CSE 5523: Machine Learning and Statistical Pattern Recognition

Introduction to basic concepts of machine learning and statistical pattern recognition; techniques for classification, clustering and data representation and their theoretical analysis.

Details

Tuesday, Thursday, 12:45 - 2:05
Place: Dreese 480
Instructor: Alan Ritter (ritter.1492@osu.edu)
Office Hours: Tuesday 4:30-5:30pm, Dreese 595
TA: Chaoyue Liu (liu.2656@buckeyemail.osu.edu)
Office Hours: By Appointment, DL 586

Textbook:

Kevin Murphy Machine Learning: a Probabilistic Perspective
(There will be other readings as well)

Grading

Grading will be based on:

Participation (10%)

You will receive credit for asking and answering questions related to the homework on Piazza and engaging in class discussion.

Homeworks (50%)

The homeworks will include both written and programming assignments. Homework should be submitted to the Dropbox folder in Carmen by 11:59pm on the day it is due (unless otherwise instructed). Each student will have 3 flexible days to turn in late homework throughout the semester. As an example, you could turn in the first homework 2 days late and the second homework 1 day late without any penalty. After that you will loose 20% for each day the homework is late. Please email your homework to the instructor in case there are any technical issues with submission.

Midterm (20%)

There will be an in-class midterm on March 7.

Final Projects (20%)

The final project is an open-ended assignment, with the goal of gaining experience applying the techniques presented in class to real-world datasets. Students should work in groups of 3-4. It is a good idea to discuss your planned project with the instructor to get feedback. The final project report should be 4 pages and is due on April 30. The report should describe the problem you are solving, what data is being used, the proposed technique you are applying in addition to what baseline is used to compare against.

Resources

Piazza (discussion, announcements and restricted resources). https://piazza.com/osu/spring2017/5523/home

Carmen (homework submission + grades). https://osu.instructure.com/courses/14167

Academic Integrity

Any assignment or exam that you hand in must be your own work (with the exception of group projects). However, talking with others to better understand the material is strongly encouraged. Copying a solution or letting someone copy your solution is cheating. Everything you hand in must be your own words. Code you hand in must be written by you, with the exception of any code provided as part of the assignment. Any collaboration during an exam is considered cheating. Any student who is caught cheating will be reported to the Committee on Academic Misconduct. Please don't take a chance - if you are having trouble understanding the material, let us know and we will be happy to help.

Homeworks

Homework 1 (Due 1/17, hand in a paper copy at the beginning of class)

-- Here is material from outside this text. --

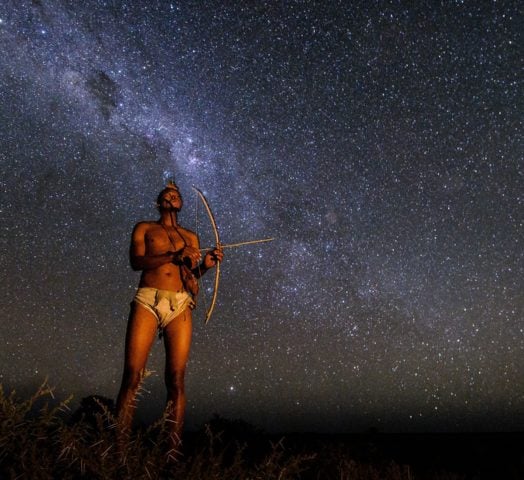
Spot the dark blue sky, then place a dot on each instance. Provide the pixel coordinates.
(379, 142)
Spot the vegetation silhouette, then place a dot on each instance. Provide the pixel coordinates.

Homework 2 Starter Code (Due 2/2, turn in to the dropbox on Carmen)

Homework 3 (Due 2/14, hand in a paper copy at the beginning of class)

Homework 4 Starter Code (Due 3/21, turn in to the dropbox on Carmen)

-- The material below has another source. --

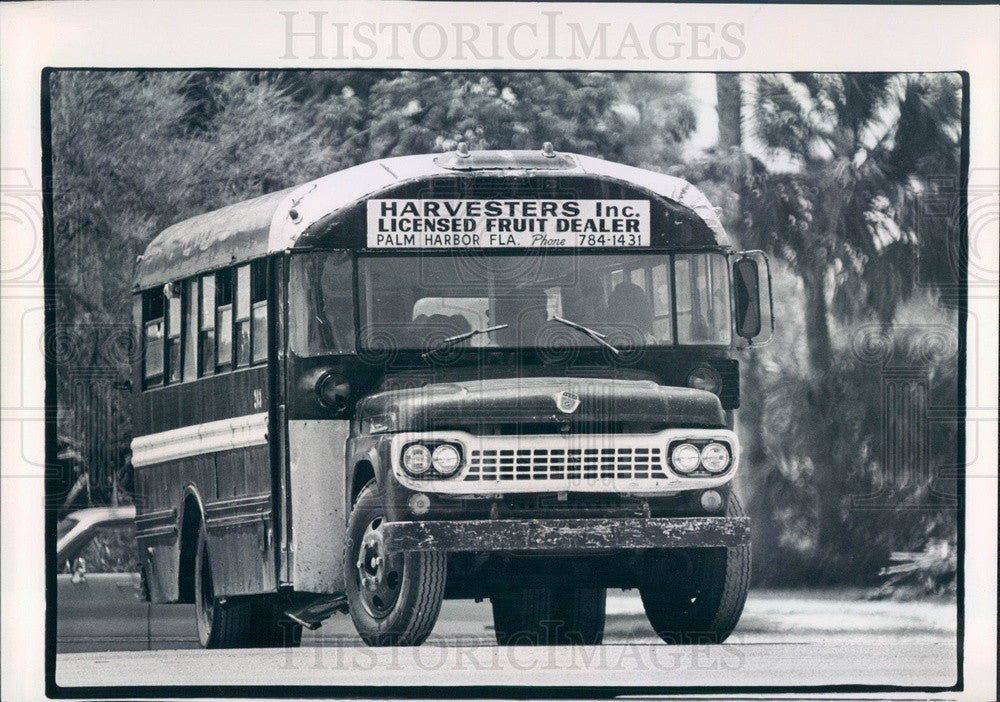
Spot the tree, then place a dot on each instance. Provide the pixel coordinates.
(858, 154)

Homework 5 Starter Code (Due 4/21, turn in to the dropbox on Carmen)

Anonymous Feedback

https://goo.gl/forms/ajvb9dJaTHsWh7sS2

Tentative Schedule:

https://docs.google.com/spreadsheets/d/1wDjARgTT-vvlsKtm02c9Hk8VAr1lkjDJ-wAOKTebGRI/edit?usp=sharing

Reading Assignments

Date	Topic	Required Reading	Suggested Reading
1/10	Course Overview	Murphy Chapter 1	Probability Primer (2.1-2.5, 3.1-3.3), Linear Algebra, Calculus
1/12	Decision Trees	Murphy 16.2	CIML Chapter 1
1/17	Decision Trees (cont) and Probability Review	Murphy Chapter 2.1-2.5, 2.8	Mackay Book 2.1-2.3
1/19	Statistical Estimation	Murphy Chapter 3.1-3.4
1/22	Dirichlet-Multinomial + Naive Bayes	Murphy Chapter 3.4-3.5
1/24	Linear Regression	Murphy Chapter 7.1-7.3, 7.5	7.4, 7.6
1/31	Logistic Regression	Murphy 8.1,8.2,8.31,8.32	Tom Mitchell's Notes on NB + LR
2/2	Logistic Regression	Murphy 8.3.7, 8.5, 8.6.1	Ng & Jordan 2002
2/7	Perceptron	CIML Chapter 4
2/9	Instance-Based Learning	CIML Chapter 3
2/14	Kernel Methods	CIML Chapter 11
2/16	SVMs	CIML Chapter 7	Murphy 14.1, 14.2, 14.3, 14.4, 14.5
2/21	Neural Networks	Murphy 16.5	CIML Chapter 10, Deep Learning Book Chapter 6
2/23	Neural Networks	Murphy 16.5	CIML Chapter 10, Deep Learning Book Chapter 6
2/28	Boosting	Murphy 16.4	CIML Chapter 13
3/2	Midterm Review
2/28	Midterm
3/2	Course Project + Boosting (cont)	Murphy 16.4	CIML Chapter 13
3/21	Boosting	Murphy 16.4
3/23	Expectation Maximization / Unsupervised Learning	Murphy Chapter 11	CIML Chapter 16
3/28	No Class
3/30	Guest Lecture (Wei Xu)		SemEval-2015 Task 1: Paraphrase and Semantic Similarity in Twitter (PIT)
4/4	Expectation Maximization / Unsupervised Learning (cont)	Murphy Chapter 11	CIML Chapter 16
4/6	Directed Graphical Models	Murphy 10.1, 10.2, 10.3, 10.4, 10.5,
4/11	Directed Graphical Models (cont)
4/13	Structure Learning	Murphy 26.4
4/18	Convolutional Neural Networks	Deep Learning Book Chapter 9
4/20	Recurrent Neural Networks	Deep Learning Book Chapter 10
4/27 (2pm)	Final Project Presentations